Лишь мысль о том, что необходимо вернуться назад, к стоящей на
вершине холма женщине, заставила ее сделать очередной шаг - она не
представляла, как сможет предстать перед Мареновой Розой с пустыми
руками. Рози ступила в проход между скамейками, шагая медленно и
осторожно, прислушиваясь к далекому плачу ребенка. Казалось детский
голос доносится с расстояния в целые мили, достигая ее слуха благодаря
невидимой волшебной линии сообщения. "Иди вниз и принеси мне моего
ребенка".
{Кэролайн}.
Имя, которое она собиралась дать своей дочери, имя, которое
Норман выбил из нее, - это имя легко и естественно всплыло в сознании
Рози. Груди снова начали слабо покалывать. Она прикоснулась к ним и
поморщилась. Кожа реагировала резкой болью на малейшее раздражение.

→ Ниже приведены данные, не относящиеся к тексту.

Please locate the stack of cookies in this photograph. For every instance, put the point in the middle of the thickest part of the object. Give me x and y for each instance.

Глаза ее привыкли к темноте, и она вдруг подумала, что Храм Быка
почему-то очень похож на странноватую христианскую церковь - более
того, он напоминает Первую методистскую церковь в Обрейвилле, которую
она посещала дважды в неделю до тех пор, пока не вышла замуж за
Нормана. Там же, в Первой методистской церкви, прошла церемония их
бракосочетания, из нее же вынесли тела матери, отца и брата, погибших
в результате несчастного случая на дороге. По обеим сторонам от
прохода вытянулись ряды старых деревянных скамеек. Задние были
перевернуты и наполовину засыпаны мертвыми листьями, издававшими
пряный запах корицы. Те, что стояли ближе к алтарю, все еще сохраняли
стройность рядов. На них через равные промежутки лежали толстые черные
книги, которые запросто могли оказаться "Методистским собранием гимнов
и песнопений", с которыми выросла Рози.
Следующее, что привлекло ее внимание, - она тем временем
продолжала продвигаться по центральному проходу к алтарю, словно
странная обнаженная невеста, - это царивший в храме запах. Под
пьянящим гниловатым ароматом листьев, нанесенных ветром через открытый
вход за долгие, долгие годы, ощущался иной, менее приятный. Что-то в
нем напоминало запах плесени, что-то смахивало на смрад сгнившего
мяса, а на самом деле не являлось ни тем, ни другим. Может быть,
застарелого пота? Да, возможно. И, похоже, к нему примешивался запах
других жидкостей. Почему-то она в первую очередь подумала о сперме.
Затем о крови.
Вслед за этим пришло новое, почти безошибочно угадываемое
чувство, что за ней наблюдают чьи-то зловещие хищные глаза. Она
ощутила, как они внимательно и бесстрастно изучают, ощупывают ее
наготу, оценивают, вероятно отмечая каждую впадинку, каждый изгиб,
запоминая каждое движение мышц под мокрой скользкой кожей.